Le radis (Raphanus sativus) est une culture de remplissage à cycle court (20 à 30 jours) qui occupe l'espace entre les jeunes épinards sans entrer en compétition prolongée. Le radis est reconnu empiriquement comme plante piège pour les altises (Phyllotreta spp.) et certains pucerons, attirant ces ravageurs avant qu'ils ne colonisent les épinards. L'association est pratiquée en culture d'automne et de printemps dans de nombreux potagers. [2]
La betterave (Beta vulgaris) appartient à la même famille que l'épinard (Amaranthaceae, genre différent). Sa racine pivotante profonde de 20 à 40 cm exploite des couches de sol distinctes de celles de l'épinard, ce qui limite la compétition hydrique en surface. Les besoins en azote et la tolérance à un pH neutre à légèrement alcalin sont proches, ce qui simplifie la gestion de la fertilisation sur une même parcelle. [2]
Pourquoi éviter ces voisinages.
Aucune plante n'est recensée dans les données catalog comme voisinage à éviter pour ce cultivar. [4]
Synthèse d'après PFAF, catalogue et observation empirique.
La Ferme de Sainte Marthe, implantée en Touraine, propose des semences biologiques et reproductibles depuis 1974. Pionnière française des variétés anciennes potagères.
Voir la fiche chez La Ferme de Sainte Marthe →La domestication de Spinacia oleracea est localisée en Asie centrale, dans la zone correspondant aux actuels Afghanistan et Tadjikistan. [1] De là, la plante gagne la Perse, où son nom persan āsfanāǧ est à l'origine du terme français « épinard ». [1]
L'introduction en Europe se fait au Moyen Âge par les Arabes, qui cultivent la plante dans le sud de l'Espagne à partir du Xe siècle environ. [1] En France, le nom espinarde est attesté dès 1256. [1] Le légume est mentionné au XIVe siècle dans le Ménagier de Paris et dans le Viandier, surtout consommé pendant le carême en raison de sa récolte précoce dans l'année. [1]
Catherine de Médicis (1519-1589) contribue à sa popularisation en France à partir de 1547. Au XVIIe siècle, la culture de l'épinard supplante plusieurs légumes-feuilles comme l'arroche ou la livèche dans les potagers français. [1]
Pour le cultivar « Première Récolte » spécifiquement, les données de sélection (obtenteur, date, lieu) ne sont pas documentées dans les sources disponibles. Le nom désigne un type d'épinard classé dans la catégorie des variétés à récolte automnale et hivernale précoce, adapté à la culture d'automne en plein champ ou en culture forcée sous abri. [3]
La traçabilité taxonomique de l'espèce est enregistrée sous IPNI ID 167384-1 et GBIF ID 3083647 (Wikidata Q81464). [5]
Synthèse d'après Wikipedia (CC-BY-SA), producteur, catalogue botanique.
Epinard Premiere Recolte se sème en extérieur février à octobre.
Les plantes compagnes recommandées pour Epinard Premiere Recolte sont : fraise, radis, betterave.
La culture de Epinard Premiere Recolte est très facile, parfaitement adaptée aux jardiniers débutants.
Epinard Premiere Recolte se récolte avril à décembre.
L'espacement recommandé pour Epinard Premiere Recolte est de 15x30.
Tu peux acheter des graines de Epinard Premiere Recolte chez La Ferme de Sainte Marthe.

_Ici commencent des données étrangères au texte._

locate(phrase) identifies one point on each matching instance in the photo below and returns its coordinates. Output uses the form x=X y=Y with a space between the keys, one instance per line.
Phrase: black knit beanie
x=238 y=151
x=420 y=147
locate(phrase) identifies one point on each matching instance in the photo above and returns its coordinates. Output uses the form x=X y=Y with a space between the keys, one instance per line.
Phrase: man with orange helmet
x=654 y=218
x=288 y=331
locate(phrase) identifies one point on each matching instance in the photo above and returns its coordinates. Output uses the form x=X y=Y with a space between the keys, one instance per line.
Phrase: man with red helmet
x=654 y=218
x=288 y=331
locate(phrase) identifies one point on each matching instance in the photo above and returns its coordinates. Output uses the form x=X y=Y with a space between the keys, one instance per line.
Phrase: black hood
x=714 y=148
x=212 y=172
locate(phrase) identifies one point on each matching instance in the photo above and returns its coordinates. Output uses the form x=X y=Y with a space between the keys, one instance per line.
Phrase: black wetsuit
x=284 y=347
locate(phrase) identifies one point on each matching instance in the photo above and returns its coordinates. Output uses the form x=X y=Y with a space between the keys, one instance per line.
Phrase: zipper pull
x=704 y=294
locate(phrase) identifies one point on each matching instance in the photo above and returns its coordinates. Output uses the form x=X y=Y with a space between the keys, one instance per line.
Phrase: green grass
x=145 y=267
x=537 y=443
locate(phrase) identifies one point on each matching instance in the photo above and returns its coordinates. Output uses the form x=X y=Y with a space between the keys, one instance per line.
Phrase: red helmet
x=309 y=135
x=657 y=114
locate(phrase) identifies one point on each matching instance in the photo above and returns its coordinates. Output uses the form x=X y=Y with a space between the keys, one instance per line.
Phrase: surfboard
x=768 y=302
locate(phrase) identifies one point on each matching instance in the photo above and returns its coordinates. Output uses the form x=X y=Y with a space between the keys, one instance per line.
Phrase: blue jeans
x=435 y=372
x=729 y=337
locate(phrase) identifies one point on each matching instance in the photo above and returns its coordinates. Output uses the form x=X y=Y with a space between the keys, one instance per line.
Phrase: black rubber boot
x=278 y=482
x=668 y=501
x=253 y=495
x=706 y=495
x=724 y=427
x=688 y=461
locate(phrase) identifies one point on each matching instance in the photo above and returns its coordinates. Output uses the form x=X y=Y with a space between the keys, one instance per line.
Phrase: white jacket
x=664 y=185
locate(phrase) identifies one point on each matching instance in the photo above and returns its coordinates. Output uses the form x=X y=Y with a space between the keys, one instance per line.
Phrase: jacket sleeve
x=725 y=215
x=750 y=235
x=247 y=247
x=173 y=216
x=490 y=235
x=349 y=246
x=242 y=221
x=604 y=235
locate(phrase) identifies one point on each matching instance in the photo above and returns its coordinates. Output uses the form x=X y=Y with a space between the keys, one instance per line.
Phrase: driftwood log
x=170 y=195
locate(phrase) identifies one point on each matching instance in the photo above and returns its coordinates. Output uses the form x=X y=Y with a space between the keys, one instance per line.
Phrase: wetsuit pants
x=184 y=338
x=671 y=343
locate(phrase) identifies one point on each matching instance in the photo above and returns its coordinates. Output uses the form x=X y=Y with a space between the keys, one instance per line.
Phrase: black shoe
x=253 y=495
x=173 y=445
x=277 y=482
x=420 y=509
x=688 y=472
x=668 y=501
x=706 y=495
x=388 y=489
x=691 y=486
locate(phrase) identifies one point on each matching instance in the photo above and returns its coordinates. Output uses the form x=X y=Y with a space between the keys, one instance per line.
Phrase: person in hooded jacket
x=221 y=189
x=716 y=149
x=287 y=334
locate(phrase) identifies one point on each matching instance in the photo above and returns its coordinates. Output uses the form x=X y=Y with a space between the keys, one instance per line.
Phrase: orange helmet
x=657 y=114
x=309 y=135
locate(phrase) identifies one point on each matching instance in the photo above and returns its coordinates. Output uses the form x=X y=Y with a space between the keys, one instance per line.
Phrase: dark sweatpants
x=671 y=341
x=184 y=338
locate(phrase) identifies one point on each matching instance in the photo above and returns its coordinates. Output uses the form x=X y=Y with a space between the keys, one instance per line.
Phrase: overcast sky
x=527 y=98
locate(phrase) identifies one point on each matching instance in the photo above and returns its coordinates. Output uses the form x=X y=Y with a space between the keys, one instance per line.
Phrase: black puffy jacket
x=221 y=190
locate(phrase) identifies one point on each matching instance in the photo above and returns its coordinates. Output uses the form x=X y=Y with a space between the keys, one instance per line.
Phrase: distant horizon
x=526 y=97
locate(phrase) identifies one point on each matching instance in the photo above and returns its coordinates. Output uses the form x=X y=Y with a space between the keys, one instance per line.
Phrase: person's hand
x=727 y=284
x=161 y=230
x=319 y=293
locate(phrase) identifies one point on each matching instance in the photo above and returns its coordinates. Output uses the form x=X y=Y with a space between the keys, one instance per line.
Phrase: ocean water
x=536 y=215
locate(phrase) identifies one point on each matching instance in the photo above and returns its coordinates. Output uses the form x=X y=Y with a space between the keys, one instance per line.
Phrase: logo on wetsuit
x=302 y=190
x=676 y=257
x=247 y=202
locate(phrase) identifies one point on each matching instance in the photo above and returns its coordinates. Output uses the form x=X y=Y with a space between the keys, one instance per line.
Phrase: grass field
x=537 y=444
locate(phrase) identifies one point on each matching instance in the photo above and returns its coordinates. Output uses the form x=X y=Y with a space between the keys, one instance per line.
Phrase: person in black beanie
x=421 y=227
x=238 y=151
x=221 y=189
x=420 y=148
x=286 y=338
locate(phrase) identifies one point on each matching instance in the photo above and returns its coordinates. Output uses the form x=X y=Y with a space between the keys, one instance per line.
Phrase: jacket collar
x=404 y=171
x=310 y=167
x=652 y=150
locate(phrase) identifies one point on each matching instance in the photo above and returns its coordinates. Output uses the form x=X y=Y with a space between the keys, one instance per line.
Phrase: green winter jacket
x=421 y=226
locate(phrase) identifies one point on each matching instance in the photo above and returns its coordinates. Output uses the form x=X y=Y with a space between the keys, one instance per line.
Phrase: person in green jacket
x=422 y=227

Retrouve cette variété sur https://www.fermedesaintemarthe.com/products/epinard-premiere-recolte-ab
Oui, Epinard Premiere Recolte est une variété libre et reproductible. Tu peux collecter les graines à maturité, les sécher et les ressemer la saison suivante. La descendance conservera les caractéristiques de la variété.
Des variétés adaptées à des usages proches de Epinard Premiere Recolte sont : fraise, radis, betterave. Retrouve-les avec leur fiche de culture sur seedelli.com.
La betterave sucrière, une Amaranthacée, fournit environ 20 %% du sucre mondial.
The origin of this plant is uncertain, it probablement arose in S.W. Asia.